The Week in Fact-Checking: With your own two feet

Julien Pain was tired of preaching to the choir. After several years spent debunking viral fakes for France 24’s Les Observateurs, he was on the lookout for a format that would expand the reach of his fact-checking. “I realized I was only reaching people who agreed with me,” he said. Since September, he’s been taking fact-checking to the streets in Facebook Live videos for France Info. Here’s what he’s learned.

Quote of the week
“A response on all three fronts — journalism, libraries, and schools — is essential to beating back this massive assault on truth. Social science tells us that our decisions and judgments depend more on shared community narratives than on individual rationality.” — Librarian Barbara Fister, writing for Inside Higher Ed

Politics co-opts fact-checking
In Le Monde, Mathilde Damgé takes stock of all the ways French political campaigns have tried to co-opt the cues and format of fact-checking to promote their own agenda. “While journalism doesn’t mean absolute neutrality, it starts from a principle of honesty,” Damgé writes. The campaign’s “fact-checking” efforts have a “militant goal” and are often just a new means to pursue old ends.

The sad side of fake news: Journalists are still getting tricked. Plus more from The Week in Fact-Checking. Tweet This

How Tapper makes facts “so damn entertaining”
GQ magazine goes deep inside the head of CNN’s Jake Tapper, and how he handles the “constant assault on the truth” as he interviews fact-resistant guests on his show.

No, this dog can’t read.

Facebook & facts: Your weekly update
Some people aren’t too impressed by Facebook’s “Tips to Spot False News” and here’s why. … Shareholders want Facebook to produce a report on how “fake news” is hurting democracy and the company itself. … About 30,000 fake accounts were suspended by Facebook in advance of France’s elections, which begin Sunday. … Facebook’s ready to roll out augmented reality, but could that make it even more difficult to determine what’s real?

Shouldn’t we better at this by now?
A sad story from Craig Silverman: He tracks the legitimate news sites that published a fake story about a husband and wife discovering that they’re twins. We repeat two previous pieces of advice: This is a particularly bad time to make dumb mistakes. And, if it sounds too good/bad/ridiculous to be true, do some fact-checking.
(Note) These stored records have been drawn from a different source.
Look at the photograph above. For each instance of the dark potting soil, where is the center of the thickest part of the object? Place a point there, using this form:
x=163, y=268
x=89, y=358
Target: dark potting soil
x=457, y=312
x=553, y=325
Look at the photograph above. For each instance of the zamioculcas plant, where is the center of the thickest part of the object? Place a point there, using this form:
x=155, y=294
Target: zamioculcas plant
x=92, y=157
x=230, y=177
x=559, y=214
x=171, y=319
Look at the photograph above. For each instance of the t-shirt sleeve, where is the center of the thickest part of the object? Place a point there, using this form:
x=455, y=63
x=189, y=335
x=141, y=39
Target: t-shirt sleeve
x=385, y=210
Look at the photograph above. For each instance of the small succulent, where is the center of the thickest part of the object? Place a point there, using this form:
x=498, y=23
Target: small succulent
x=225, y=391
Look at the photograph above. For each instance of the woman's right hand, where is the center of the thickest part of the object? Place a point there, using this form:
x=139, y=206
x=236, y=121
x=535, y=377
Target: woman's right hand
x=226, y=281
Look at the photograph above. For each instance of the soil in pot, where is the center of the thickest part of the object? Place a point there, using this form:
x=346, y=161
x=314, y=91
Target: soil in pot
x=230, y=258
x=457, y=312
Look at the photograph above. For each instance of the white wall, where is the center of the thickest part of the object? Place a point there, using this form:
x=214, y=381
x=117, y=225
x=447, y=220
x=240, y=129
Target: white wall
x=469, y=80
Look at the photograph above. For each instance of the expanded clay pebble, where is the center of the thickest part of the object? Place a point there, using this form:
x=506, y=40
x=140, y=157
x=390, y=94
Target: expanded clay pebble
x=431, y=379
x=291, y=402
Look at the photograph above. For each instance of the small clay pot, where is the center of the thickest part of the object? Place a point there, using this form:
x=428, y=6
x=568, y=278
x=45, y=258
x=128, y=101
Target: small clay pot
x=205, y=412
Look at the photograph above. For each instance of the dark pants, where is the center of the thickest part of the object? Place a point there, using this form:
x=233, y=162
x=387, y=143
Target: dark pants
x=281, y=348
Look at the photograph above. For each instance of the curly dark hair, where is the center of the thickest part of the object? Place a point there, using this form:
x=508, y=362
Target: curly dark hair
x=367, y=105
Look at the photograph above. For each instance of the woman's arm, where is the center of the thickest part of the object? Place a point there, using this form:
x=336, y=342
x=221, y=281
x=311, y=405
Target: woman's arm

Fake news isn’t exclusive to party or candidate
Your regular reminder that fake news is peddled by both the left and the right. And that misinformation against Trump can also spread faster than its related correction.

Celebrating fact-checking in the Balkans
Are you interested in fact-checking in Bosnia and Herzegovina, Croatia or Serbia? Submit your work and win a bursary to attend the Fourth Global Fact-Checking Summit in Madrid. Deadline is May 5.

Follow that money
The non-profit, non-partisan USAFacts launched this week, with a goal of explaining the facts behind government spending — local, state and federal. Former Microsoft executive Steve Ballmer and his foundation are behind it.

Taking the fun out of the funny papers?
If someone — even a cartoon character — is driving the wrong vehicle or using the wrong word, those fact-checking comic page readers are going to catch it.

10 quick fact-checking links 
(1) A New Jersey poll says that people with more political knowledge are more susceptible to misinformation.  (2) Le Monde is using Snapchat to help people spot fake news. (3) So many fake news & fact-checking events. (4) A Turkish fact-checker discusses the referendum and fact-checking on the BBC. (5) If you’re at ISOJ, don’t miss the fact-checking panel. (6) Don’t buy the Facebook PR line on third-party fact-checking. (7) About that fake armada… (8) Keep an eye on Bloomberg and Postlight’s attempt to add a fact layer to the internet. (9) Snopes’ managing editor wins a Sunshine Award. (10) A Virginia congressman starts fact-checking statements made about climate science.